To be perfectly honest, nobody comes to Vilnius for the food or the weather. Ask anyone exactly why they love the city and they’ll either struggle to give you an answer or tell you that they love it for its quirkiness. What city other than Vilnius can boast a glamorous elderly beggar who commutes to work on a train every day for example? The English may be famous for their eccentricities, but when it comes to being truly peculiar, the Lithuanians win gold every time. Although you only have to leave your hotel to experience Vilnius’ unusualness, it’s worth highlighting a few of the city’s more unique selling points for the uninitiated.
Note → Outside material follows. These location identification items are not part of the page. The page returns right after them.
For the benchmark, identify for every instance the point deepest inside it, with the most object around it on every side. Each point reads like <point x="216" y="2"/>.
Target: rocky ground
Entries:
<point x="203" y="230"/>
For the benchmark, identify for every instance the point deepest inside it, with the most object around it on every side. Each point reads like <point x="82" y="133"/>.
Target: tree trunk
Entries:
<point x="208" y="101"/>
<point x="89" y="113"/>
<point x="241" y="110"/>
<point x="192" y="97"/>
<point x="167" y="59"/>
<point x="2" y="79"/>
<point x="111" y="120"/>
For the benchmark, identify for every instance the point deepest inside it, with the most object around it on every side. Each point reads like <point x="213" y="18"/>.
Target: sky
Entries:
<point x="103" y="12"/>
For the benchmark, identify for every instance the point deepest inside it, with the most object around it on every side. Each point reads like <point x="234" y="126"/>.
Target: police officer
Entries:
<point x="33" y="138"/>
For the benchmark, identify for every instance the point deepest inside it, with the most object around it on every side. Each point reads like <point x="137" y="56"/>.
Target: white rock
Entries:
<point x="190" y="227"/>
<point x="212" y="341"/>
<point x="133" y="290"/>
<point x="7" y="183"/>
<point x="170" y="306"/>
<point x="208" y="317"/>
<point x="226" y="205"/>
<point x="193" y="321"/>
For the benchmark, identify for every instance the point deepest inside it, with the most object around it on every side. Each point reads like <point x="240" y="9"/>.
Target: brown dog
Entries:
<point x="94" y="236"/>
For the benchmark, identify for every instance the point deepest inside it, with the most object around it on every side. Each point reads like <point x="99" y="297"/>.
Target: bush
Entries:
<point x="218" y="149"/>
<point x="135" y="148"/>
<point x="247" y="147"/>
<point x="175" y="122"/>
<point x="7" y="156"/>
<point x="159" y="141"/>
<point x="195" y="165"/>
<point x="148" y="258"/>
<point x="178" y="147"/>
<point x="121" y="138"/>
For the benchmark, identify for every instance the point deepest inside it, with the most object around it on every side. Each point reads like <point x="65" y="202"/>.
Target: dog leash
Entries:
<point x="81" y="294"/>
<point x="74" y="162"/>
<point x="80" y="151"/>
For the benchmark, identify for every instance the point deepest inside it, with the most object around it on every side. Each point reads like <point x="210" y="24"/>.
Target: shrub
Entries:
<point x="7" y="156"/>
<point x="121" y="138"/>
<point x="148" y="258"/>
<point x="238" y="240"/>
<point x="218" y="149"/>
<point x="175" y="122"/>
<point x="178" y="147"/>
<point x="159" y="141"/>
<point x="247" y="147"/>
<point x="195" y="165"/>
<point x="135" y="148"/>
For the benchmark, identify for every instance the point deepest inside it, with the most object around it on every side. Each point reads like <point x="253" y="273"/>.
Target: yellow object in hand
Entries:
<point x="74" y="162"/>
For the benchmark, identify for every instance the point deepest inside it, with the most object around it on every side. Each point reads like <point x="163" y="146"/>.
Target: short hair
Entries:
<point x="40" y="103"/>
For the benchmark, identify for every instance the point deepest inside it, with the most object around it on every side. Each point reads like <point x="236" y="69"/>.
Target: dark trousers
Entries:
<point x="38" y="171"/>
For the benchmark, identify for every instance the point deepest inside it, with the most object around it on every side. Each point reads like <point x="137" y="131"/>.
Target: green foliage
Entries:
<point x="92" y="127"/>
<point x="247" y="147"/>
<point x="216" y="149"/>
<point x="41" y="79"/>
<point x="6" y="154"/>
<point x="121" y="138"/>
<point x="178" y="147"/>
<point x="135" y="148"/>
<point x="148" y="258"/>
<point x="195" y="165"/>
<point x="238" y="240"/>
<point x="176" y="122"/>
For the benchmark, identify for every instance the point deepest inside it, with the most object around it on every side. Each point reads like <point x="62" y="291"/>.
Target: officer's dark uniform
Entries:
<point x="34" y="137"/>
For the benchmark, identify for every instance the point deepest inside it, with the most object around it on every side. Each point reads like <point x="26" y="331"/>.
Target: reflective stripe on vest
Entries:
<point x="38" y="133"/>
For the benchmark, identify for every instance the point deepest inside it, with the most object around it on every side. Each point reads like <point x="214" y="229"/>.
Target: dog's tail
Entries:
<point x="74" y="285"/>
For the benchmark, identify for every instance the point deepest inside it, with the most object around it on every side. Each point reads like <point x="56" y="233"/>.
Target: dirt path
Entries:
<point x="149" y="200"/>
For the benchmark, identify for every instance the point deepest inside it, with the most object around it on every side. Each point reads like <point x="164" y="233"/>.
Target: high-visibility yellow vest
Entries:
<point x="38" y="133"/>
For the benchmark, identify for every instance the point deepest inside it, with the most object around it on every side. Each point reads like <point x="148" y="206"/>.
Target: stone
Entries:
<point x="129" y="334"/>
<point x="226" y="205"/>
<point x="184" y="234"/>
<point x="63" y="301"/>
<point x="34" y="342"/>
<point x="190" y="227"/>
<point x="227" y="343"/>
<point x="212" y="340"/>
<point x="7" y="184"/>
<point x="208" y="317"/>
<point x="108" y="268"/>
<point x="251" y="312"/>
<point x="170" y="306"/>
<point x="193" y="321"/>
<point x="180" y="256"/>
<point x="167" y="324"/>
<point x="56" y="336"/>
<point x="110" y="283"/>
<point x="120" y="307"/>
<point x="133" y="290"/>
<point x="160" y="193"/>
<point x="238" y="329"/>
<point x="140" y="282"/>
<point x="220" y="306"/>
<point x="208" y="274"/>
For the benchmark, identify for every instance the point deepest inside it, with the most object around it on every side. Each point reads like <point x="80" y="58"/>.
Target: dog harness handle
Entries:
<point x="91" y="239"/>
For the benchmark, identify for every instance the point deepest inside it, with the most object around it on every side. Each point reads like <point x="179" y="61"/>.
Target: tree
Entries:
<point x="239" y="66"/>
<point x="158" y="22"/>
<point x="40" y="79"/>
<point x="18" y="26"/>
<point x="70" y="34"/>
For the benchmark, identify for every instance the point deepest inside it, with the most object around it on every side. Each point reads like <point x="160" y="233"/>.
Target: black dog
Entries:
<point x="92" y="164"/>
Unveiled in 1995 for no logical reason that anyone’s ever been able to discover, the head of the late musician and composer Frank Zappa rests on the top of a pole in an otherwise unremarkable courtyard in the city centre. By no means the best statue in Vilnius, it is without fear of contradiction one of the most unusual.
The Cat Café is a café full of cats close to the Cathedral, some of them sleeping in baskets and others rubbing against the diners’ legs. The title of best market in Vilnius almost certainly goes to Halės Turgavietė. Kalvarijų Turgus on the other hand lags far behind, and as such offers a glimpse into world of traders dressed from another age selling cabbages, carriers bags, sausages and honey.
Whilst the rest of the world’s spent the last few decades being polite to bosses they don’t like, Rožytė has been going to work on her own terms and becoming a Vilnius cultural icon in the process. In the running for the prize of the best sight in Vilnius, this supermodel geriatric is a veritable mobile masterpiece. Give her some spare change if you have any.